Slashdot Mirror


Anti-Terrorist Data Mining Doesn't Work Very Well

Presto Vivace and others sent us this CNet report on a just-released NRC report coming to the conclusion, which will surprise no one here, that data mining doesn't work very well. It's all those darn false positives. The submitter adds, "Any chance we could go back to probable cause?" "A report scheduled to be released on Tuesday by the National Research Council, which has been years in the making, concludes that automated identification of terrorists through data mining or any other mechanism 'is neither feasible as an objective nor desirable as a goal of technology development efforts.' Inevitable false positives will result in 'ordinary, law-abiding citizens and businesses' being incorrectly flagged as suspects. The whopping 352-page report, called 'Protecting Individual Privacy in the Struggle Against Terrorists,' amounts to [be] at least a partial repudiation of the Defense Department's controversial data-mining program called Total Information Awareness, which was limited by Congress in 2003."

4 of 163 comments (clear)

  1. The actual report by Americano · · Score: 4, Informative

    I know this is slashdot and all, but if anybody's actually interested in looking at the full report, it's available for reading in pdf format online.

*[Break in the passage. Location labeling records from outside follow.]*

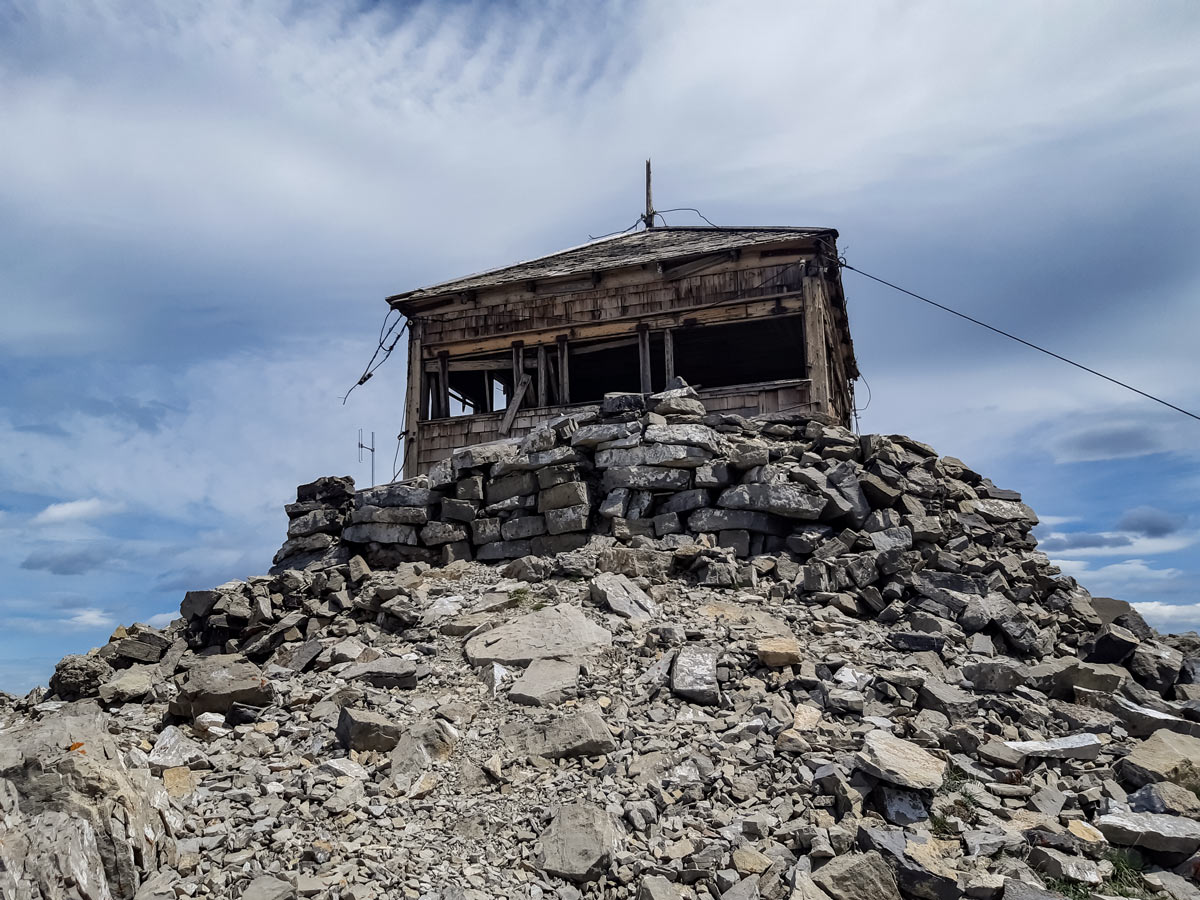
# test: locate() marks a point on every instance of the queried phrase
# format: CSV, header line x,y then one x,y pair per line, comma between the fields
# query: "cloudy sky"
x,y
202,208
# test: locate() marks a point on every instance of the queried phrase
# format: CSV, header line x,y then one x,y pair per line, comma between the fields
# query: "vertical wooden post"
x,y
552,379
517,371
444,384
669,353
643,357
413,399
564,381
543,377
814,348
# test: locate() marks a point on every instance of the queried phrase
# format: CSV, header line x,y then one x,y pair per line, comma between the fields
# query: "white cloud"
x,y
1169,617
1055,521
1126,544
1127,579
89,618
76,511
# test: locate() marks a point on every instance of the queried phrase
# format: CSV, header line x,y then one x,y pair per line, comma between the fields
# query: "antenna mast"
x,y
371,449
648,217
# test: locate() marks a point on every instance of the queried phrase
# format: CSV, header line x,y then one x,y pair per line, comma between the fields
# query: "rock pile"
x,y
643,652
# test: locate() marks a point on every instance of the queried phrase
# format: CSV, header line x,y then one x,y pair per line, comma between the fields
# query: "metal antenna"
x,y
371,449
648,217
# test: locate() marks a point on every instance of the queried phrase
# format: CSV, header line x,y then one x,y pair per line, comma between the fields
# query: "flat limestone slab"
x,y
559,631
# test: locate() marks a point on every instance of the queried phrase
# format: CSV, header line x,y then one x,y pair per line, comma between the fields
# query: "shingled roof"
x,y
618,251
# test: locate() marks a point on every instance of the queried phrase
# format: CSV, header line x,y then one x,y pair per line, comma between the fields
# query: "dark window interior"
x,y
705,355
741,353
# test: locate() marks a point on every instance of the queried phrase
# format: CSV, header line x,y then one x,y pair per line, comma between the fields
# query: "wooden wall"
x,y
438,437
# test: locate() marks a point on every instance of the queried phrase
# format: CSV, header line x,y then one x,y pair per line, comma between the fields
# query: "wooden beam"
x,y
517,372
514,405
643,357
693,267
738,310
552,381
564,381
543,377
471,365
413,400
814,352
444,384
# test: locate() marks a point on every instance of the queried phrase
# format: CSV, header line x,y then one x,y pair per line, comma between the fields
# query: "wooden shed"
x,y
754,318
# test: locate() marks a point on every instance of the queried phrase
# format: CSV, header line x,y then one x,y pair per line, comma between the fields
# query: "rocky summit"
x,y
642,652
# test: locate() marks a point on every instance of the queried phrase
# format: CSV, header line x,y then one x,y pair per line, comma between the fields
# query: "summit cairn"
x,y
641,652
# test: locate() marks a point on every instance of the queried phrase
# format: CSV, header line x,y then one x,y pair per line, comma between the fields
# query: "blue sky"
x,y
202,208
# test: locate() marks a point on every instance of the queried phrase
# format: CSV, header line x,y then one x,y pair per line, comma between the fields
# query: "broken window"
x,y
741,353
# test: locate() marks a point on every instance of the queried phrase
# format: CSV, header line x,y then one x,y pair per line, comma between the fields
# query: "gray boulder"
x,y
579,844
694,675
559,631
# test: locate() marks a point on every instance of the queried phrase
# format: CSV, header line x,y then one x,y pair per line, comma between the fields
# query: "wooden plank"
x,y
532,311
735,310
471,365
517,370
413,401
444,384
543,377
514,405
814,351
643,357
624,276
552,379
564,378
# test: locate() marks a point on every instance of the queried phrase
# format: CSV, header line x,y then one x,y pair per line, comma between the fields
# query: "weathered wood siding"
x,y
438,437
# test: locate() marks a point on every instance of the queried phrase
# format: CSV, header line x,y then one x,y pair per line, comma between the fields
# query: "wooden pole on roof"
x,y
648,219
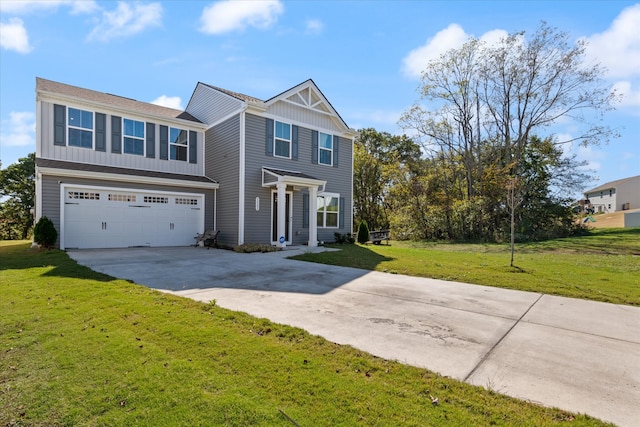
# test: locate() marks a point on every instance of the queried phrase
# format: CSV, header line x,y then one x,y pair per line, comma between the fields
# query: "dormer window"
x,y
80,128
133,137
325,147
282,140
178,144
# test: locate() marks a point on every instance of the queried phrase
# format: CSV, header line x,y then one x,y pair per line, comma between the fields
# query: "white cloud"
x,y
592,156
227,15
618,48
451,37
22,127
314,26
169,101
23,7
630,96
126,20
13,36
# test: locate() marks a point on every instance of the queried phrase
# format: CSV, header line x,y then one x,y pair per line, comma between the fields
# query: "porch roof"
x,y
272,176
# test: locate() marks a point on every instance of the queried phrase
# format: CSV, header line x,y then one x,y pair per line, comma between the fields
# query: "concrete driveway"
x,y
577,355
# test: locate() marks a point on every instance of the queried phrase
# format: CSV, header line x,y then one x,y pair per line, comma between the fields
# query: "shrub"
x,y
44,233
363,232
254,247
343,238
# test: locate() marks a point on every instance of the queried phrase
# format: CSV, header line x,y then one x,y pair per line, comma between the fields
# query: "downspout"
x,y
241,178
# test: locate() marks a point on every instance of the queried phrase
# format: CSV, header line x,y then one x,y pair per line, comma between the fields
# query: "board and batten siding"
x,y
47,150
210,106
299,114
51,195
339,180
222,163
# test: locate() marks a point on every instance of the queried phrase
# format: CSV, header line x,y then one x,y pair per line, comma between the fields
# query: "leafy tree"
x,y
363,232
18,187
376,157
485,103
45,233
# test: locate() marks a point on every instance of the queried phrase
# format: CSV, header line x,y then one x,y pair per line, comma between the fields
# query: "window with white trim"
x,y
282,140
325,149
178,144
80,128
328,210
133,133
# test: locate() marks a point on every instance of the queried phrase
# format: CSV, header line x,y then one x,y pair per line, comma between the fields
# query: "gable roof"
x,y
237,95
305,95
612,184
49,86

  2. Paradox of the False Positive by gknoy · · Score: 4, Informative

    I realize this is likely starting to sound old, but Cory Doctorow's Little Brother should be required reading for people doing something like this. His writings about the "Paradox of the False Positive" are enumerated there, but also in other sources:

    http://www.guardian.co.uk/technology/2008/may/20/rare.events

    Statisticians speak of something called the Paradox of the False Positive. Here's how that works: imagine that you've got a disease that strikes one in a million people, and a test for the disease that's 99% accurate. You administer the test to a million people, and it will be positive for around 10,000 of them because for every hundred people, it will be wrong once (that's what 99% accurate means). Yet, statistically, we know that there's only one infected person in the entire sample. That means that your "99% accurate" test is wrong 9,999 times out of 10,000!

    Terrorism is a lot less common than one in a million and automated "tests" for terrorism data-mined conclusions drawn from transactions, Oyster cards, bank transfers, travel schedules, etc are a lot less accurate than 99%. That means practically every person who is branded a terrorist by our data-mining efforts is innocent.

    (emphasis mine)

    And, as others have pointed out, this system is likely to have a false positive rate higher than 1%.

  3. Re:I'd run on that platform. by Geoffrey.landis · · Score: 4, Informative

    The no fly list doesn't identify people, just names, and it's very exact, so changing charles to chuck will defeat it.

    No, actually it won't. The newspapers are full of stories of people who were detained or forbidden from flying because their name was similar to a name on the list, or a nickname of a name on the list, or a possible alternative spelling of a name on the list, or names that had once been used as an alias of names on the list.

    for example, the name "T. Kennedy" was on the list. Senator Edward Kennedy (whose name does not begin with "T", but who is nicknamed "Teddy") was stopped:
    from Wikipedia

    "In August 2004, Senator Ted Kennedy (D-MA) told a Senate Judiciary Committee discussing the No Fly List that he had appeared on the list and had been repeatedly delayed at airports. He said it had taken him three weeks of appeals directly to Homeland Security Secretary Tom Ridge to have him removed from the list. Kennedy said he was eventually told that the name "T Kennedy" was added to the list because it was once used as an alias of a suspected terrorist. There are an estimated 7,000 American men whose legal names correspond to "T Kennedy". (Senator Kennedy, whose first name is Edward and for whom "Ted" is only a nickname, would not be one of them.)"

    --
    http://www.geoffreylandis.com
  4. Re:I'd run on that platform. by Free+the+Cowards · · Score: 4, Informative

    It doesn't matter, because the only place where you have to get your ID checked is at the TSA checkpoint, and they don't check it against any databases.

    So, the easy recipe for bypassing the no-fly list is:

    1. Purchase tickets in a fake name.
    2. Check in at home before your flight, and print your boarding pass on your home printer.
    3. Using any number of techniques which are trivial to the computer literate, capture that boarding pass, alter it to match your real name, and print a second copy.
    4. When you arrive at the airport, go straight to the security checkpoint.
    5. Use the altered pass with your real name in combination with your real ID to get through security.
    6. Use the original, non-altered pass to board the plane.

    I flew as recently as last month and was not subjected to anything which would defeat this scheme. It fails if you need to check luggage, but I doubt a terrorist is going to be doing that. The no-fly list is such an obvious joke.

    --
    If you mod me Overrated, you are admitting that you have no penis.